Many of these same people took up ample space in our fourth step. As part of that process we have come to realize that we are not victims in this life. When a person makes an inflammatory statement or does something which is inappropriate, in that moment we have the power to make a choice. How we respond will determine how the rest of the transaction will go. If we don’t go after the bait, they may still escalate depending on how heavy a player they are. However at some point, if we continue to not buy in, they will change their behavior or go and look for someone else to “play” with. When that happens we have tasted emotional sobriety.
Personal Reflection: Do I still go after the bait?
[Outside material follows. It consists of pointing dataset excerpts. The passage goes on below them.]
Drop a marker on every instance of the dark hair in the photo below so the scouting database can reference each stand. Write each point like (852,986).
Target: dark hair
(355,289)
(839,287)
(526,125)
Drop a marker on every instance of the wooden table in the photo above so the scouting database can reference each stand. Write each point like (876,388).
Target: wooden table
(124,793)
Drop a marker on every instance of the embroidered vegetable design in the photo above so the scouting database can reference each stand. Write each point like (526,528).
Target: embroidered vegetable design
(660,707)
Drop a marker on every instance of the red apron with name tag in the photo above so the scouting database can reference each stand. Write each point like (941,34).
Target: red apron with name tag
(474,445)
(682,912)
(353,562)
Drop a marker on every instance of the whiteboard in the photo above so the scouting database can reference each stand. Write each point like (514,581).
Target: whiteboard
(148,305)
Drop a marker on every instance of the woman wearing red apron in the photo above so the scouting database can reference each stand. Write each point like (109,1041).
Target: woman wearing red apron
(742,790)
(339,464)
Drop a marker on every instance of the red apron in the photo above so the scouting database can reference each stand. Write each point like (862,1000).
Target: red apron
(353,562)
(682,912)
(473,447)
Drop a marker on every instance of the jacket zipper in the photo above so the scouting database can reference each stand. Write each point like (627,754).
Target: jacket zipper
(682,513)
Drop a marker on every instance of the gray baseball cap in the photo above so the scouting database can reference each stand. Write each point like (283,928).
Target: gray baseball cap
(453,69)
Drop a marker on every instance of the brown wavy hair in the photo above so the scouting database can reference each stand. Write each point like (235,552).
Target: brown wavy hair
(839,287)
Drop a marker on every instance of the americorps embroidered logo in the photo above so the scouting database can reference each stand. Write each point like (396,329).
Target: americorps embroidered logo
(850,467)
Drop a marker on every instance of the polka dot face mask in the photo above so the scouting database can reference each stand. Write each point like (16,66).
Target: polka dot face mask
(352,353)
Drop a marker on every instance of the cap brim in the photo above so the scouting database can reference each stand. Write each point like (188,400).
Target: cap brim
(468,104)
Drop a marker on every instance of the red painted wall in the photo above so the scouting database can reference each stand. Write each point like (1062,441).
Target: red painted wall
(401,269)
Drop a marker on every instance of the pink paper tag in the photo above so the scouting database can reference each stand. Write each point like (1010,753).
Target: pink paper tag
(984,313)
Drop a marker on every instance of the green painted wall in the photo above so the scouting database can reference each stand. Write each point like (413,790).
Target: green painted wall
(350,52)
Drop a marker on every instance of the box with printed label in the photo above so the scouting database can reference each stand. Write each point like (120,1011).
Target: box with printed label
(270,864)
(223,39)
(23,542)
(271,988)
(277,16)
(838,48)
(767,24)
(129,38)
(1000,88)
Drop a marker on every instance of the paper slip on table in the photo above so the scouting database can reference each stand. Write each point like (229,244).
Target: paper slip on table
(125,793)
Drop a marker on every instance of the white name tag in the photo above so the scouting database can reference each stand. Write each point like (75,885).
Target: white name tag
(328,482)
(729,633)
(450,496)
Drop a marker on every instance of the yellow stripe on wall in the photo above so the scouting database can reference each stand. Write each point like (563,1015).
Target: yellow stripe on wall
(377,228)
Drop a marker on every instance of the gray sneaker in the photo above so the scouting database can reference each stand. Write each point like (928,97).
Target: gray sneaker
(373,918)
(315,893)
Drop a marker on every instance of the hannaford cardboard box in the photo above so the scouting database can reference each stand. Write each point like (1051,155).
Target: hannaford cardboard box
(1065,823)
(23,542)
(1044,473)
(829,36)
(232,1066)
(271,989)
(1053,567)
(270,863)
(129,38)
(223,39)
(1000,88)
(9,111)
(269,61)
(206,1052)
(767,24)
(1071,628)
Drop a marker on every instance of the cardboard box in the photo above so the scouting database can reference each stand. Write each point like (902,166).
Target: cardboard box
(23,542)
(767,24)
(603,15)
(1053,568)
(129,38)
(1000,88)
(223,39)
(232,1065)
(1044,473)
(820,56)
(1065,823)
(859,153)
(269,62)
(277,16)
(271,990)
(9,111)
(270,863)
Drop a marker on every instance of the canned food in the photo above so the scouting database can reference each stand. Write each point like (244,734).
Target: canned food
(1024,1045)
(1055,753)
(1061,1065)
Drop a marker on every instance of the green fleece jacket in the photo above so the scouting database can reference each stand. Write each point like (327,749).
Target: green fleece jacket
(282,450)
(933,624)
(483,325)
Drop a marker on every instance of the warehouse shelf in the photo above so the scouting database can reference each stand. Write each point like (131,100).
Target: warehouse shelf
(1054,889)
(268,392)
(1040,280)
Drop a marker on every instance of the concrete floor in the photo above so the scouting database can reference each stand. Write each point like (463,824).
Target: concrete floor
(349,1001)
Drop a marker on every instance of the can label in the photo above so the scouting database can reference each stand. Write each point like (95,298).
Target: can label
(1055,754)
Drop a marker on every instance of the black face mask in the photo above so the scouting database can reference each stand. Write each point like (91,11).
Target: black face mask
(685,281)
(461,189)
A newcomer doesn’t need a sign around his or her neck to be identified as one. Usually they’ve taken a seat in the back of the room. They are the ones who often bolt out of the meeting as soon as it’s over. If they do stay for the meeting after the meeting, they often begin to assess the other people who were present. They might judge how a person dressed or spoke. The newcomer might also freely express his or her judgment about what was said.
Usually though, no one corrects the newcomer. Yes, it’s true, they are taking other people’s inventories. Experience has shown that if we criticized the newcomer, it might turn them off to the program. Even if they accepted our criticism, they really aren’t ready to grasp the idea of taking someone’s inventory. They probably would say they are just expressing their opinion.
As they gain some time, that newcomer will begin to take their own inventory. When they do so, their eyes will be opened as to their own character defects. They will learn that we need to keep the focus on ourselves. As they work on their fourth step, they will suddenly stop judging other and begin to keep the focus on themselves.
Personal Reflection: Do I still take other people’s inventory?